It certainly wasn’t a lie.  Not “just a lie” in exactly the same way it isn’t “just clothes”.   At what point does not knowing enough to say NO! to some “thing” you abhor, some “thing” to which you would never knowingly agree, qualify as rape?  His perversion was not consensual.  His hateful, hurtful, insulting femulation was not consensual.  WE did not enter into this, together, as equals, out of shared choice.  My attorney can make a case for fraud, but it ultimately may cost more than any settlement I could receive.  It may cost me the assets which could be used to educate my children, to put a new roof over our heads when we escape.  I can forego recovery of damages and just lay claim to those assets.  Get screwed and take the money.  Prostitute myself.  It feels like rape.

My Story

I assume that any blog readers who stumble across my tiny blip and know anything about being the wife of a crossdresser would expect my first post to be My Story.  I have My Story down to 3 short sentences now, after having repeated it in PFLAGG, SANON and TG Support Groups and Tri Ess Spouse Meetings.
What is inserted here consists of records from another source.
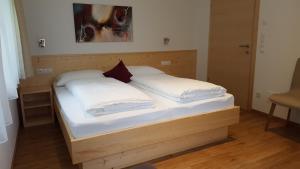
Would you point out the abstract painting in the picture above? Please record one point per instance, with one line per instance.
(102, 23)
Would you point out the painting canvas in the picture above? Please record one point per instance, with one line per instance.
(102, 23)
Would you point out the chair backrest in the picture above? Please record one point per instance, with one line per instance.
(296, 77)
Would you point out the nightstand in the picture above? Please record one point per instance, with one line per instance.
(36, 105)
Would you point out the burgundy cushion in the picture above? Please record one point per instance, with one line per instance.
(119, 72)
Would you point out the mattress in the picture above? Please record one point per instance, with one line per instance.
(82, 124)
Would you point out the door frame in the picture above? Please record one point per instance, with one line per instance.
(253, 49)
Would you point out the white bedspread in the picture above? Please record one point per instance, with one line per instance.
(83, 124)
(179, 89)
(106, 95)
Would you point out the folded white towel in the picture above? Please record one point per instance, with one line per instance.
(179, 89)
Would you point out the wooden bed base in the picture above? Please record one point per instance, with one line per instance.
(136, 145)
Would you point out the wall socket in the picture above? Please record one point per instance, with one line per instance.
(258, 95)
(44, 71)
(166, 63)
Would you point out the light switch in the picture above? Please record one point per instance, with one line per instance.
(165, 62)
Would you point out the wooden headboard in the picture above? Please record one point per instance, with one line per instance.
(183, 63)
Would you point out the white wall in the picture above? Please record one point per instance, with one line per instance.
(278, 50)
(152, 21)
(7, 149)
(184, 22)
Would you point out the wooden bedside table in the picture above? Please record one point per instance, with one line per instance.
(36, 105)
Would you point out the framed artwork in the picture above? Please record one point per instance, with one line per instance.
(102, 23)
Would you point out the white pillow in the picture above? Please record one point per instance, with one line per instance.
(143, 70)
(64, 78)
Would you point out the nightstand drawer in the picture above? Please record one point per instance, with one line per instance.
(37, 105)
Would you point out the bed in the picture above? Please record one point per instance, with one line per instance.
(122, 140)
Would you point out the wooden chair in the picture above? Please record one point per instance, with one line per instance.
(289, 99)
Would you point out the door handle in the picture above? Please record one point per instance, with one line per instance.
(244, 46)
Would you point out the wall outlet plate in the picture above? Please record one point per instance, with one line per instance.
(44, 71)
(166, 63)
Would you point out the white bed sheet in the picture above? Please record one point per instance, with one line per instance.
(82, 124)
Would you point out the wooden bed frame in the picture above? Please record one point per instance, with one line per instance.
(144, 143)
(132, 146)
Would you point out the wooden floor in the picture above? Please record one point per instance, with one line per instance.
(249, 147)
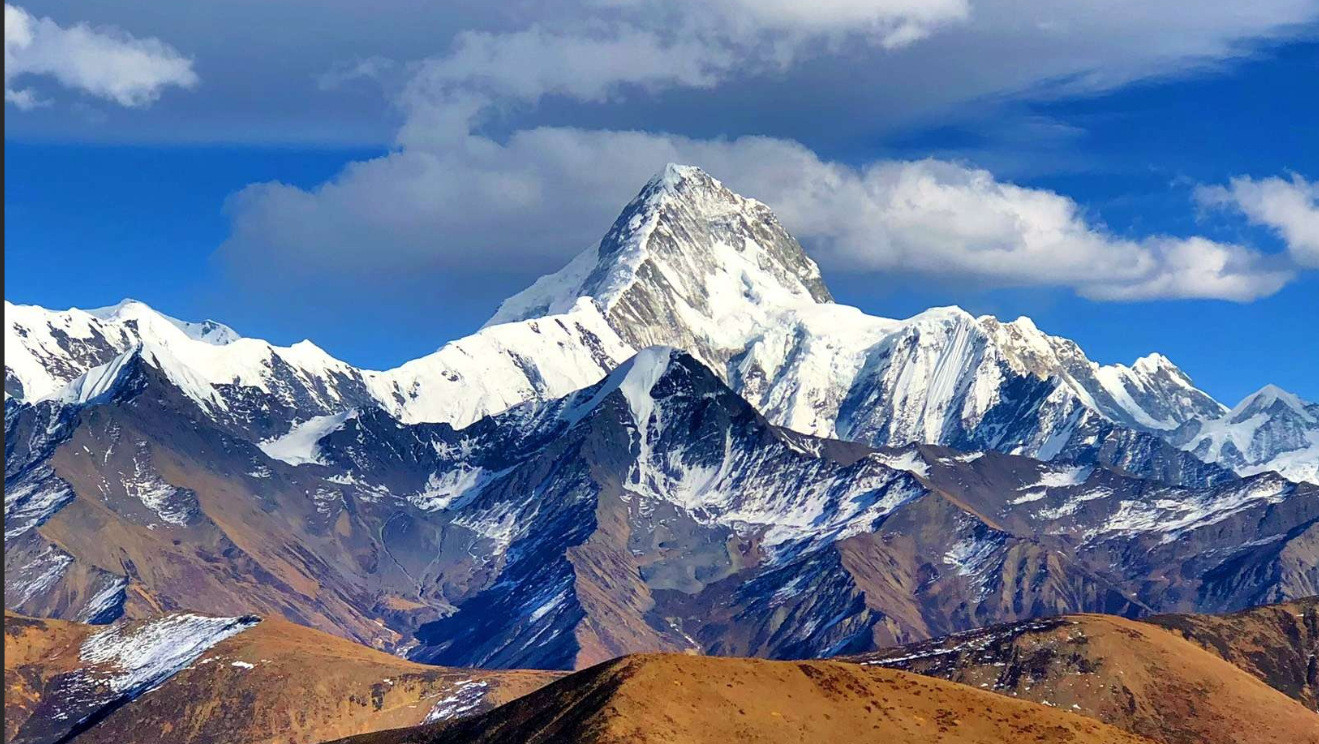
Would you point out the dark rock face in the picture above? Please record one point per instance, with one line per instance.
(654, 511)
(664, 507)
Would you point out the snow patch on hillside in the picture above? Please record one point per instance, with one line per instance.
(136, 657)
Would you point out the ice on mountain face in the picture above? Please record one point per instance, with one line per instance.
(466, 697)
(1063, 476)
(133, 658)
(1175, 512)
(451, 488)
(1269, 430)
(909, 461)
(300, 445)
(45, 350)
(36, 577)
(501, 367)
(135, 311)
(172, 504)
(104, 602)
(32, 499)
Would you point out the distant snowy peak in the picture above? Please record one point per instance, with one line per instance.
(131, 311)
(1269, 430)
(46, 348)
(686, 256)
(1150, 395)
(1273, 401)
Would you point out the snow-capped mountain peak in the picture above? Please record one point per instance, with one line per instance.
(139, 313)
(686, 255)
(1272, 399)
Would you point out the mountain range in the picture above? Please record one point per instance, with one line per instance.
(678, 442)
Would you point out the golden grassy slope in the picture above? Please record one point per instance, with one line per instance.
(687, 699)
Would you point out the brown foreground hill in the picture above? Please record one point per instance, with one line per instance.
(690, 699)
(1136, 676)
(1278, 643)
(273, 682)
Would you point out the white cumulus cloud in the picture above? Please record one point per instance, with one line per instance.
(451, 198)
(104, 62)
(1288, 206)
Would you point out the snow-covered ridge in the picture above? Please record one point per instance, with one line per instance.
(132, 658)
(690, 265)
(1269, 430)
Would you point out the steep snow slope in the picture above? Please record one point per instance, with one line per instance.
(264, 392)
(46, 348)
(693, 265)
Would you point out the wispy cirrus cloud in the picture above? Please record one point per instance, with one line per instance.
(103, 62)
(450, 197)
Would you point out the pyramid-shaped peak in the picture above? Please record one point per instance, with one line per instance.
(683, 256)
(1270, 395)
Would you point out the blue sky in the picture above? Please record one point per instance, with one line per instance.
(210, 199)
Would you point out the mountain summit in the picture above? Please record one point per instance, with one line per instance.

I have repeated it on Tri Ess list serves, Yahoo chat groups, mHb closed forums, CD Significant Others open forums, Wives bulletin boards and Subreddits.  So, it’s out there. If you really feel like you have to know ground zero before you can follow me, you’ll find it.  It probably started as three or four 12 sentence paragraphs, but now it’s short.  It was never sweet.
 
My Story will eventually unfold here, in greater detail, and with much greater self-understanding.  Probably not in a chronological fashion.  Probably not in order of importance.  Probably not with content which is of interest to anyone, other than me.
 
So….. SEX.  It’s all about sex.  That’s crossdressing.  Sex.